Hera rifiuti

«Votata all’unanimità, senza voti contrari né astenuti, la delibera che fa nascere la società pubblica per gestire in house la raccolta dei rifiuti al posto di Hera. Solo alcuni consiglieri e forze politiche (Lega Nord, Fratelli d’Italia, consigliere Avolio) erano assenti. Vince questa prima tappa la società civile, rappresentata da migliaia di cittadini, che a suo tempo hanno firmato contro l’inceneritore e poi partecipato a decine di assemblee e convegni; associazioni e comitati che si sono mobilitati per una alternativa all’incenerimento in questi ultimi 10 anni. Si vede finalmente compiere il primo passo verso una società del post incenerimento, verso rifiuti zero per la tutela della salute e dei bene comune. Perde Hera, una società abituata a vincere, ad espandersi sempre, che ora però deve ritirarsi dal cuore del territorio che l’ha vista nascere.
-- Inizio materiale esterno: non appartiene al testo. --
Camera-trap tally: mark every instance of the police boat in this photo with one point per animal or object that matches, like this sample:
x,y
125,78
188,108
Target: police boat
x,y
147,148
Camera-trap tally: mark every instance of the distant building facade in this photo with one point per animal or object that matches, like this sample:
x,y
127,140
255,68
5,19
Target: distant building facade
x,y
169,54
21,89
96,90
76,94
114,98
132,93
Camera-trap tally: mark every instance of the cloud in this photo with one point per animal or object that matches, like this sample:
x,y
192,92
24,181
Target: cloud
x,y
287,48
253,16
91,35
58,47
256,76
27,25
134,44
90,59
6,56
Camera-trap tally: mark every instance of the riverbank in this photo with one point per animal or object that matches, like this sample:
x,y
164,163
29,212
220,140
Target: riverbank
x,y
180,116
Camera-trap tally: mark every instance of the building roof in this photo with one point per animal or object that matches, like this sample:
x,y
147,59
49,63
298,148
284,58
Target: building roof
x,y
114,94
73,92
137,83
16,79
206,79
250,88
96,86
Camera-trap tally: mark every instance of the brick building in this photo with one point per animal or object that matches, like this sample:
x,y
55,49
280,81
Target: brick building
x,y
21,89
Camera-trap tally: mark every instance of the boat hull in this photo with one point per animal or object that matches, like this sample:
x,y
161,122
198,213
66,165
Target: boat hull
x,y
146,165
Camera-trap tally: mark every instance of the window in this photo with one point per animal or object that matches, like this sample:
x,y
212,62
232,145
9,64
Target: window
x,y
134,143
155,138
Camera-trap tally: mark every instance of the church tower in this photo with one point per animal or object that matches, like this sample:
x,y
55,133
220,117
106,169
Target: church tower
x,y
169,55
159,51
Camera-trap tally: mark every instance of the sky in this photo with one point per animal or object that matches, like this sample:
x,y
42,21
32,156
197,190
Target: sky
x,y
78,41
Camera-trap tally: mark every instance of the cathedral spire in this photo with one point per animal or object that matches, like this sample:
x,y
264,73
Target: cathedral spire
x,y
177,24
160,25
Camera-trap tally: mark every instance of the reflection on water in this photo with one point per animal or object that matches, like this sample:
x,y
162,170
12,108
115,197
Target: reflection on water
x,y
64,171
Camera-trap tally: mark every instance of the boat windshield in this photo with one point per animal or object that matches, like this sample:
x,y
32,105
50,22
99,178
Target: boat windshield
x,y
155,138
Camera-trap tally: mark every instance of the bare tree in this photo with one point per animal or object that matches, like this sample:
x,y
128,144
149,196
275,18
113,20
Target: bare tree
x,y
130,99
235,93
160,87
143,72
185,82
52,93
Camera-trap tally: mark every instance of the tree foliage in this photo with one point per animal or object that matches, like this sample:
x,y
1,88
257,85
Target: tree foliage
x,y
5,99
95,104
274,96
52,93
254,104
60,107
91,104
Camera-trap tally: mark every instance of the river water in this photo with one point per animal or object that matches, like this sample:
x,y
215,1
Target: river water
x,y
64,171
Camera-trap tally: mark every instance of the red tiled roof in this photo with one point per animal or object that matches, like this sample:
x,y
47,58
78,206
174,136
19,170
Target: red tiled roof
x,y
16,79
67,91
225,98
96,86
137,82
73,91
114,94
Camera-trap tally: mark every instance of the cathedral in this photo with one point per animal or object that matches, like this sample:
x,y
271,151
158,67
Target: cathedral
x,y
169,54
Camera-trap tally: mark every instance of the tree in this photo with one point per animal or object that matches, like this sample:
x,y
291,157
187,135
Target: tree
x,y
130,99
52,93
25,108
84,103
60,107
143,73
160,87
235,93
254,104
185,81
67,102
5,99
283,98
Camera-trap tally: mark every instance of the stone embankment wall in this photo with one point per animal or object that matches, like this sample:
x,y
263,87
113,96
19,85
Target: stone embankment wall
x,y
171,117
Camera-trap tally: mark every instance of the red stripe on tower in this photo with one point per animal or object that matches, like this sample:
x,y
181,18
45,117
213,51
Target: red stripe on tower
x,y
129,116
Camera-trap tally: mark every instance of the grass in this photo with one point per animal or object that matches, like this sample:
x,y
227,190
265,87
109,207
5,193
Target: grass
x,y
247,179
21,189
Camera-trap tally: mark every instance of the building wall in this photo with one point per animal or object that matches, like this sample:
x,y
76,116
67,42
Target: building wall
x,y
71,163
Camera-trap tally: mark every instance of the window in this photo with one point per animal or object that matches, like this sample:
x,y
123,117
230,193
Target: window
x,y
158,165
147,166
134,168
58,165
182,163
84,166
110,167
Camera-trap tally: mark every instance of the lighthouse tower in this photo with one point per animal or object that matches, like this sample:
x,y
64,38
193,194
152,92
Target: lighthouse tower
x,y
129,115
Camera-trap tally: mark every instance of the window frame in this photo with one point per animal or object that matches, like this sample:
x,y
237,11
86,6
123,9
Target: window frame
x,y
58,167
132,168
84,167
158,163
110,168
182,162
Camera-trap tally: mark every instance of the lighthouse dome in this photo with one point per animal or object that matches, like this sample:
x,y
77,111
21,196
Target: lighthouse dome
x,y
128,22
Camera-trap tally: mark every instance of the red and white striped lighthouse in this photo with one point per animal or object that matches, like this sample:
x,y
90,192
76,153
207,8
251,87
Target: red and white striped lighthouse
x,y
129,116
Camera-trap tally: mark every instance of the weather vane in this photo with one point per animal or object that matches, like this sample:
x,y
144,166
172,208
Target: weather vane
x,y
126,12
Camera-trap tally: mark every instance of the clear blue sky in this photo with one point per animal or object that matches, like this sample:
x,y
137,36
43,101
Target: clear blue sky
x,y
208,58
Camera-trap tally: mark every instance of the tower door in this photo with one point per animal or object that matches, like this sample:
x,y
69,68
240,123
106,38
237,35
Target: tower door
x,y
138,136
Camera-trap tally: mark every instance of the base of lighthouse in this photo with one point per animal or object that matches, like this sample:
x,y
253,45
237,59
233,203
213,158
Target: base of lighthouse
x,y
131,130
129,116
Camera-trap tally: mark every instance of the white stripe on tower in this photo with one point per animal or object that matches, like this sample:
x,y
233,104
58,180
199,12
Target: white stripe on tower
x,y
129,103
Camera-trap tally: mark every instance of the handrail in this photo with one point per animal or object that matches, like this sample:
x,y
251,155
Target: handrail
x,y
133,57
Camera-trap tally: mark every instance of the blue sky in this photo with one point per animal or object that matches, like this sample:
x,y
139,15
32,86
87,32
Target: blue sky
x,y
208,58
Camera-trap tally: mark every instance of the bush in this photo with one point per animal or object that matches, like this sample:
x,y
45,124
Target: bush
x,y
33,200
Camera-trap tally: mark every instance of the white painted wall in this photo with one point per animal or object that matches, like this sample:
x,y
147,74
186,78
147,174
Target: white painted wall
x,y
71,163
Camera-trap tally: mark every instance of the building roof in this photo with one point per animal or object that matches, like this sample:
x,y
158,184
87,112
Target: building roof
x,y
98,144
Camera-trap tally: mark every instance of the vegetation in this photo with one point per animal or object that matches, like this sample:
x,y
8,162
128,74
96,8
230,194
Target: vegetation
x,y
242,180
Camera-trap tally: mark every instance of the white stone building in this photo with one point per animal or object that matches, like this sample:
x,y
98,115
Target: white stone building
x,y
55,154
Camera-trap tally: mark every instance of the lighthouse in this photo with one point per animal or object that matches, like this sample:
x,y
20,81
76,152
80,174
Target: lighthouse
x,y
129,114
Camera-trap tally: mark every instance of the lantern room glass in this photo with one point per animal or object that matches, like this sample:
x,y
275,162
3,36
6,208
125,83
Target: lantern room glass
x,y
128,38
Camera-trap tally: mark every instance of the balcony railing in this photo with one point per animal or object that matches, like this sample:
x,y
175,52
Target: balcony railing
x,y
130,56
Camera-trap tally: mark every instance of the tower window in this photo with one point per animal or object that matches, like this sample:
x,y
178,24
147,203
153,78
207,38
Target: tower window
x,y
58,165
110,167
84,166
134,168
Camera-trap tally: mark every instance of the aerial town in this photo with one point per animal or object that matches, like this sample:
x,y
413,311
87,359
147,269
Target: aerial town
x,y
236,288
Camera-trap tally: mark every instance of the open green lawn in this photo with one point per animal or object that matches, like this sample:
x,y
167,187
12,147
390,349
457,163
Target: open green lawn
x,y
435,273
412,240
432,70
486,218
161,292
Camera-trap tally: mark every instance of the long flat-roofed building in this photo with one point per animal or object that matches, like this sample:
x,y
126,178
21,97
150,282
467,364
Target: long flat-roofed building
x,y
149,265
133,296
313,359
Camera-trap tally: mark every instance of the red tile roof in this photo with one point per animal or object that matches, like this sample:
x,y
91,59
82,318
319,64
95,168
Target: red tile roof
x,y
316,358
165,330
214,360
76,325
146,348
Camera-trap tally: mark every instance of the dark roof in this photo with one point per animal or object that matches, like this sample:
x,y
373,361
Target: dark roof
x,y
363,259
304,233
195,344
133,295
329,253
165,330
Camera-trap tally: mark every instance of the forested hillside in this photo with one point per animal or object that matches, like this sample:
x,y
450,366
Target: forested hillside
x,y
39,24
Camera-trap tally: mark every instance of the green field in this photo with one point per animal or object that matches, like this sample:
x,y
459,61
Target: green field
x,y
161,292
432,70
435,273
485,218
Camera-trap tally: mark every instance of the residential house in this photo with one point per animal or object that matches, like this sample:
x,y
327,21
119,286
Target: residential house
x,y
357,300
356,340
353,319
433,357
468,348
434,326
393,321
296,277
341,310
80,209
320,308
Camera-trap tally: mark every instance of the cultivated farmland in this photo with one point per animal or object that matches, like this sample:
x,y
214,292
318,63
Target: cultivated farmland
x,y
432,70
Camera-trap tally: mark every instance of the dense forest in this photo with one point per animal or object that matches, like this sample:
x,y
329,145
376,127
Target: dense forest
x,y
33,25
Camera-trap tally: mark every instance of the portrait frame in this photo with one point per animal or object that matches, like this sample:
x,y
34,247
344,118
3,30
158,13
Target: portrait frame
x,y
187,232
Una ragione c’è: Hera ha perseguito scelte a nostro avviso sbagliate, con forti investimenti in direzione dell’incenerimento e della raccolta stradale, scelte obsolete che non vanno verso la salvaguardia ambientale. Quello di ieri è stato il primo passo del programma alternativo che l’Amministrazione Comunale ha portato avanti con coraggio e coerenza negli ultimi anni per riportare la gestione dei rifiuti, a partire dalla raccolta, sotto il controllo pubblico, tramite la costituzione di una società totalmente pubblica. Attuare un piano di raccolta porta a porta con tariffa puntuale che permetta di ridurre tendenzialmente a zero il rifiuto residuo da smaltire, piano industriale già approvato assieme alla costituzione dell’Azienda e che tra l’altro prevede un costo a regime di € 134 ad abitante contro € 174 che oggi Hera pretende. Questo sarà l’impegno principale della nuova Azienda nei prossimi anni. Chiudere l’inceneritore sostituendolo con un impianto a freddo per selezionare le parti recuperabili del rifiuto residuo, che sarà in netta diminuzione grazie alla RD porta a porta. Questa è la partita che si dovrà vincere su cui occorrerà la partecipazione attiva dei cittadini.
La costituzione della nuova azienda pubblica dei rifiuti con voto all’unanimità era sperato ma non scontato. Pertanto il Tavolo delle Associazioni Ambientaliste, la Rete Rifiuti Zero e il Coordinamento Ambientale interquartieri di Forlì ringraziano L’Amministrazione Comunale e le forze politiche che hanno sostenuto, portato avanti ed ora attuato la nuova azienda.
Ora, col nuovo strumento è tempo di lavorare senza indugi per raggiungere gli obiettivi ed i risultati auspicati».

Alberto Conti (Taaf)
Natale Belosi (Rete Rifiuti Zero)
Loretta Prati (Coordinamento Ambientale Interquartieri di Forlì)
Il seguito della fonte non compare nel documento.